Sadly, we lost him on Christmas day of 2006 but his legacy continues to live on through his fans, old, new and even those that aren't his fans as of yet.
26 February 2010
23 February 2010
What can I say? I love women in hats. And the floppier, the better. I actually wouldn't mind wearing the floppy number when the weather warms up but can't help that I'll always be reminded of John Lennon in his "Mind Games" video (circa '74), looking cool as ever. A second reminder would be of finding a floppy hat masculine enough to pull off and one that will fit my head properly.
19 February 2010
"Sewn From the Soul is an online editorial project brought to light by seven friends who have all collaborated together in order to see a bigger picture; ultimately meshing and intertwining Style and History. History is important as it gives us the ability to trace back what has occurred previously to help us better direct ourselves to the future. Style contributes to one’s overall character and truly dictates our persona in everything that surrounds us. We all contributed our individual style to this editorial and used a primarily monochromatic palette to assist the Black History Month theme."
As stated in the above quote, 'Sewn From The Soul' was a small homage to Black History Month, spearheaded by Joshua Kissi of Street Etiquette and James Field of Black Nouveau.
Truly and easily one of the single most important events of my young 26 years, when Joshua rang me up early last month, proposing this project, he really didn't have to say much to get me on board. It wasn't until the days leading up to and during the shoot that I realised how important and influential this project could potentially turn out. Already 4 days after it's release and to see it celebrated by the likes of GQ, Refinery 29, and a modestly known rapper named Common, only shows that Black History Month still matters, especially to our very young generation.
Finally, I simply cannot give enough credit to the man who shot this, Alejandro Perez.

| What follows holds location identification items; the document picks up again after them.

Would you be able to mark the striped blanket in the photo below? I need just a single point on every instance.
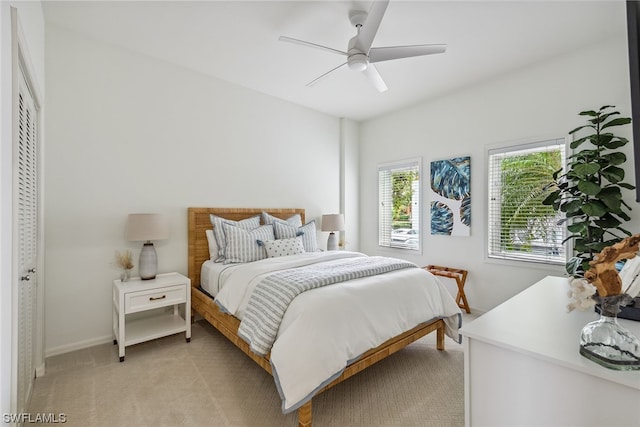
(272, 294)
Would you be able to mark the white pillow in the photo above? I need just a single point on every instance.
(213, 245)
(245, 246)
(246, 224)
(307, 232)
(284, 247)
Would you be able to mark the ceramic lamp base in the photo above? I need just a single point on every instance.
(332, 242)
(148, 262)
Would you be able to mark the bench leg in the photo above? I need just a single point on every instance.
(304, 415)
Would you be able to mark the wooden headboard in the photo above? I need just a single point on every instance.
(199, 222)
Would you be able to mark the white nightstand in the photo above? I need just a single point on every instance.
(136, 295)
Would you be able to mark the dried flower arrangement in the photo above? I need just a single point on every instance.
(124, 260)
(602, 276)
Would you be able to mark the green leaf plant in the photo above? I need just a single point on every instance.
(589, 193)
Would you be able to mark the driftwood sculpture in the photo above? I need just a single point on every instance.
(602, 272)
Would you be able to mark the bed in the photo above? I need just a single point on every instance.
(442, 317)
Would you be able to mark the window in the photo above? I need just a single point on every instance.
(399, 204)
(520, 226)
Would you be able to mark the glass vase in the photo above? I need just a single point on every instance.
(125, 275)
(606, 342)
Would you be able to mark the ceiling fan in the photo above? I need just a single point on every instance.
(360, 55)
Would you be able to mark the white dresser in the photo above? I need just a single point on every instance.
(523, 366)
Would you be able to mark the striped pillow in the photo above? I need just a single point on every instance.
(245, 246)
(294, 220)
(307, 232)
(284, 247)
(245, 224)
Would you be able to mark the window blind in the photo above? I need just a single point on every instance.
(520, 227)
(399, 204)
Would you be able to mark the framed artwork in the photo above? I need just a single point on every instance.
(450, 197)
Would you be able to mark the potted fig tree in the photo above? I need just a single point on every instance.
(589, 192)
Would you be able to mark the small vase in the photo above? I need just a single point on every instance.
(125, 275)
(606, 342)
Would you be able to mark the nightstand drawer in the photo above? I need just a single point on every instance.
(148, 300)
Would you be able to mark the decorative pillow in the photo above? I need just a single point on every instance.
(245, 224)
(284, 247)
(307, 232)
(294, 220)
(213, 245)
(245, 246)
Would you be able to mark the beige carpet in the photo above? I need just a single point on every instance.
(209, 382)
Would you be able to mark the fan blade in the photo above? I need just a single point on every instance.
(304, 43)
(379, 54)
(375, 78)
(313, 82)
(368, 31)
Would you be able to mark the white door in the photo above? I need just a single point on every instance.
(26, 210)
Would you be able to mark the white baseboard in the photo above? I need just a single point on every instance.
(40, 371)
(55, 351)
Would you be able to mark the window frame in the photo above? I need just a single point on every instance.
(523, 258)
(415, 162)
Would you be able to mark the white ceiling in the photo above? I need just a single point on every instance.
(237, 41)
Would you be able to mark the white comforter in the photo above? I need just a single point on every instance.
(325, 329)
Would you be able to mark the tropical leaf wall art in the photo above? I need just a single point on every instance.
(451, 196)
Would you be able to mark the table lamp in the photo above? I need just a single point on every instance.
(145, 228)
(332, 223)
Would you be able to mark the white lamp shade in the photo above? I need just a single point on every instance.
(147, 227)
(332, 222)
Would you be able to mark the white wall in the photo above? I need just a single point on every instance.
(32, 24)
(539, 101)
(127, 133)
(350, 172)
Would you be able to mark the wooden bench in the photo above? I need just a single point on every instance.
(459, 275)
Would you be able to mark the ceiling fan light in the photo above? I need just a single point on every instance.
(358, 62)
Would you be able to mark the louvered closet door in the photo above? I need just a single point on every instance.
(27, 209)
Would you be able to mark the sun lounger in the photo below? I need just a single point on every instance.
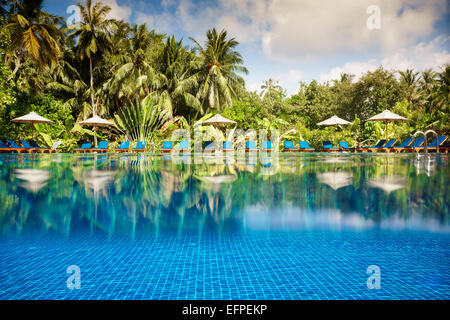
(385, 148)
(267, 146)
(124, 147)
(250, 146)
(403, 145)
(368, 149)
(289, 146)
(183, 146)
(227, 146)
(304, 147)
(210, 146)
(410, 148)
(328, 146)
(15, 147)
(167, 146)
(140, 146)
(4, 148)
(102, 147)
(343, 146)
(84, 147)
(35, 145)
(439, 141)
(27, 146)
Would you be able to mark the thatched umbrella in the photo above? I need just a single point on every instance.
(334, 121)
(387, 116)
(96, 121)
(218, 120)
(32, 117)
(389, 183)
(336, 180)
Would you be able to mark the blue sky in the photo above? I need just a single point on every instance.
(301, 40)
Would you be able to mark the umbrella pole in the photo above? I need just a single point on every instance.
(385, 130)
(334, 133)
(95, 136)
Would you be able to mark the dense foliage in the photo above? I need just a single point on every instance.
(151, 84)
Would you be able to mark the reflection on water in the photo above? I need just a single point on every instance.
(149, 194)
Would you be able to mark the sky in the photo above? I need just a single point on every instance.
(301, 40)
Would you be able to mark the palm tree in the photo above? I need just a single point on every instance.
(441, 91)
(218, 65)
(410, 79)
(33, 34)
(93, 36)
(178, 82)
(270, 86)
(134, 75)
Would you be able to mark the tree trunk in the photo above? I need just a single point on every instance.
(92, 99)
(92, 87)
(16, 68)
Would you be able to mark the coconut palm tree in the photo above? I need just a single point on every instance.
(134, 75)
(93, 36)
(410, 80)
(218, 68)
(269, 86)
(178, 81)
(33, 34)
(441, 91)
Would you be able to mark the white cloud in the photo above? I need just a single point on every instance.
(289, 30)
(120, 12)
(418, 57)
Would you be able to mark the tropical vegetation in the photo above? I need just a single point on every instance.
(150, 84)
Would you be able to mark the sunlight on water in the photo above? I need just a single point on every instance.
(149, 194)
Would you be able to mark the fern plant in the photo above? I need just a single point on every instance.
(141, 120)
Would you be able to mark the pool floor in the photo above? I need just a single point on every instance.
(276, 265)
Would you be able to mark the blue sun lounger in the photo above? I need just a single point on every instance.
(102, 147)
(386, 147)
(124, 146)
(410, 147)
(84, 147)
(140, 146)
(27, 146)
(35, 145)
(167, 146)
(304, 146)
(343, 146)
(403, 145)
(328, 146)
(289, 146)
(210, 146)
(15, 147)
(439, 141)
(5, 148)
(228, 146)
(183, 146)
(367, 149)
(250, 146)
(267, 146)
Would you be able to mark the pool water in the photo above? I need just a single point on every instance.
(292, 226)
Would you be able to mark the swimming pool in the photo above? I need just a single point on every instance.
(303, 226)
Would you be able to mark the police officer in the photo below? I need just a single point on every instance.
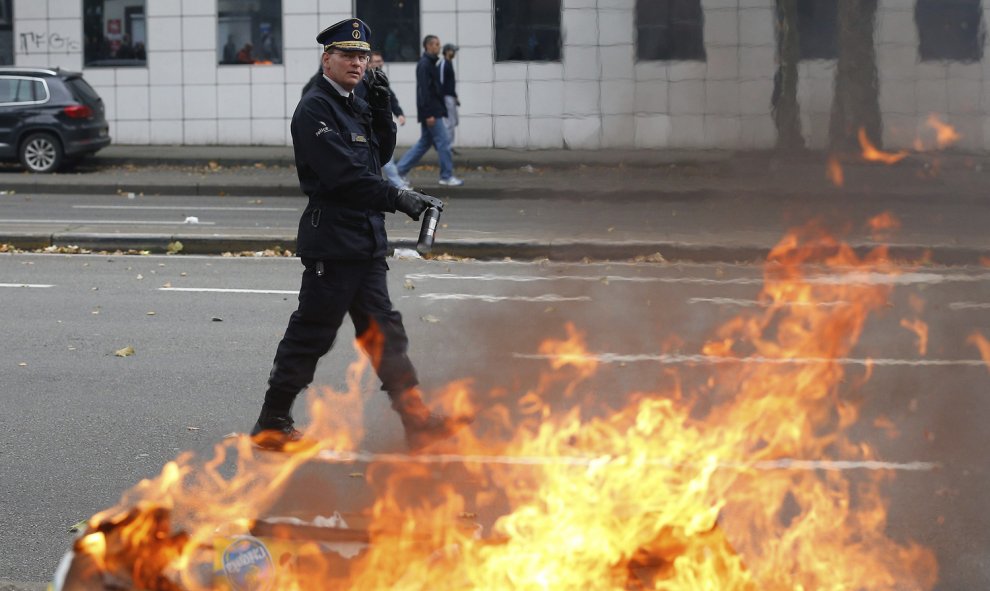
(340, 142)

People will recognise your talent and I may wish upon you a swarm of email, texts, phone calls (even tweets!) from companies awaiting your services.
15 February 2010
14 February 2010
And who better to provide the soundtrack for today (aside from Al Green) than the troubled legend Marvin Gaye? Nearly 26 years removed from his death and we're still trying to figure out how we lost him so soon.
12 February 2010
07 February 2010
Each sunday for this month of February, I will present a classic clip from four musicians, vital not only to Black music but the world of modern popular music as we know it. I hope you can imagine taking on the task of choosing only four to represent this month and to those I haven't picked, it certainly doesn't take away from their respective contributions to this thing we call music. First up to bat is a man who needs little introduction, the fabulous Reverend Al Green.